A child's hand plays with a toy car while the mom is sitting on the couch giving them an affirmation with thumbs up. Plants surround them.

8 Tips for Parenting a Toddler When You Have Lupus

Parenting a young child is physically demanding, and it’s often around-the-clock work. It’s been harder on my body than I expected. I constantly find myself at a crossroads where I want to be an awesome mom to my toddler but my body just can’t keep up. There are a few things that have helped me to bridge the gap between being a fun, involved parent and employing a more lazy parenting style that allows my body to rest when needed.

Encourage independence early

Hands-off parenting is a method used by many parents who want to raise self-reliant, confident children, but it can be especially useful for chronically ill parents. In this parenting style, you give your child the chance to work through things on their own before intervening. For example, when my son would get frustrated with a toy I would let him struggle for a moment before I helped so that he could start learning to solve problems himself.

As he’s gotten older I've lengthened the waiting time before helping and I try to give him verbal instructions instead of physical help when appropriate. Now I can give him a simple tip or some encouragement and he’s often capable of figuring it out. It’s easier on my body and better for his independence.

Tell them when they’re doing a good job

Offering unsolicited praise frequently will encourage your child to continue doing those things you like instead of turning to more troublesome behaviors. Discipline – even simple time-outs – has been very physically difficult for me, so I use praise or redirection as much as I can.

Give them your complete attention – sometimes

I generally like to be close to my son, often on the twin bed on the floor of his room so that he has easy access to me. But I can’t play with him all the time. I’ve learned that providing short bursts of high-quality playtime, say 15 minutes out of every hour, can help him to feel fulfilled and be better equipped to have a little less attention for the other 45 minutes. This works well for me when I’m flaring because I know I can push through to give him my full attention for a short time and then I can sit back while he has more independent playtime.

Make your environment safe and practical

The more childproof your home is, the less you have to actively chase, correct, and supervise your toddler. We made our son’s room as childproof as possible and made our downstairs largely childproof, while the rest of the house generally requires closer supervision. This approach has helped immensely when I know I need to be “off-duty” but also keep my child safe.

Take a minimalistic approach

A toddler’s mess-making abilities are limited when they have fewer toys. We started with a heavily minimal approach and have loosened the reigns as he gets older and has learned to clean up after himself. You can still have a variety of toys but perhaps rotate 2 or 3 small toy bins frequently to let them play with different things while keeping clean up duty light.

Work on flexibility

If you're able to show your child new things in different environments it will help them learn to adapt. Showing them the library, the local kids’ gym, a park, or other new places will make them more flexible overall. Routine is important and certainly has its place, but a toddler that’s familiar with changing things up sometimes will be exactly what you will need on those days that don't go as planned.

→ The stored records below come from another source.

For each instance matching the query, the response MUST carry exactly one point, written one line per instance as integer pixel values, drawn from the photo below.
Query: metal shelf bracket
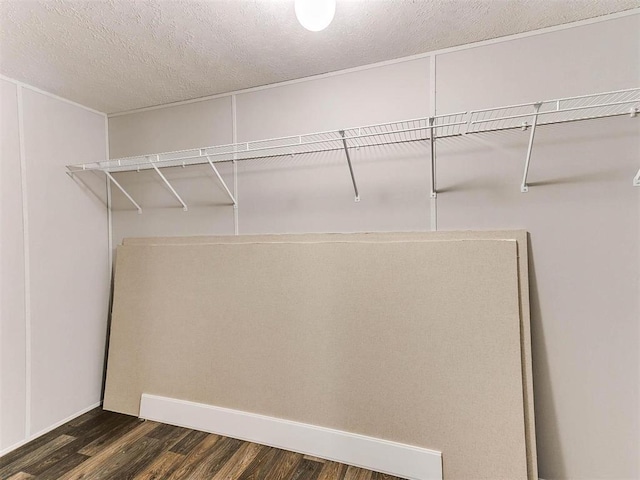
(534, 122)
(222, 182)
(353, 178)
(164, 179)
(115, 182)
(432, 144)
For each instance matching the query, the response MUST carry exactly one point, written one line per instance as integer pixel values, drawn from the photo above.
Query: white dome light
(315, 15)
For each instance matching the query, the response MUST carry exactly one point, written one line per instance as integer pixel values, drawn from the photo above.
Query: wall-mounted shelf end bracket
(164, 179)
(353, 178)
(534, 122)
(115, 182)
(222, 182)
(432, 144)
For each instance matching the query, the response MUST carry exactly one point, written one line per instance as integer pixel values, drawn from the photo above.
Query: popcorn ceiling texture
(119, 55)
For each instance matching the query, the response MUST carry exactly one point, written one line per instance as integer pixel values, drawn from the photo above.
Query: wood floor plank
(332, 471)
(384, 476)
(197, 455)
(128, 461)
(238, 463)
(315, 459)
(62, 467)
(189, 442)
(96, 412)
(20, 476)
(355, 473)
(110, 435)
(108, 426)
(33, 445)
(261, 465)
(224, 449)
(285, 466)
(307, 470)
(87, 468)
(165, 431)
(20, 463)
(162, 467)
(102, 445)
(168, 435)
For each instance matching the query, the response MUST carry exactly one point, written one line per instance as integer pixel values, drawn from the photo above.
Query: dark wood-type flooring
(107, 445)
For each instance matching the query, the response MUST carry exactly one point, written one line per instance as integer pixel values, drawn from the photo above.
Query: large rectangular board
(405, 339)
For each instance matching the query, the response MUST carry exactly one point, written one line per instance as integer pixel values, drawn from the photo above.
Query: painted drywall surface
(327, 343)
(181, 127)
(282, 194)
(12, 308)
(158, 52)
(315, 193)
(514, 72)
(583, 216)
(68, 256)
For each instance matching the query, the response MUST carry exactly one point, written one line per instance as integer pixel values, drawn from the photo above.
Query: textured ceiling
(119, 55)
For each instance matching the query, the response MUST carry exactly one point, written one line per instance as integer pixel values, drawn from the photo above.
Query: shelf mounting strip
(522, 116)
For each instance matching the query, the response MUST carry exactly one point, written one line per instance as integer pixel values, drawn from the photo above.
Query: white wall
(55, 273)
(583, 216)
(582, 212)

Make a list of lazy activities

When I’m tired I like to lie in bed and sing songs with my toddler. Old Macdonald is a good one because it goes on for as long as you can come up with new animals – or don’t mind repeating them. You can also teach your child to hold a book so that you can read without putting any strain on your joints (my hands and elbows are problem joints for me). You can play telephone, make shadow animals, or throw a bouncy ball for your kid to run and get if they’ve got energy to burn. I like to keep a list of lazy day activities in case my brain fog is leaving me on empty.

Be gentle with yourself

It's way too easy to feel guilty as a parent with a chronic illness. In my experience, being present with my son and making sure he knows I love him are the most important things. I try to focus on those two areas and take a more relaxed approach with everything else.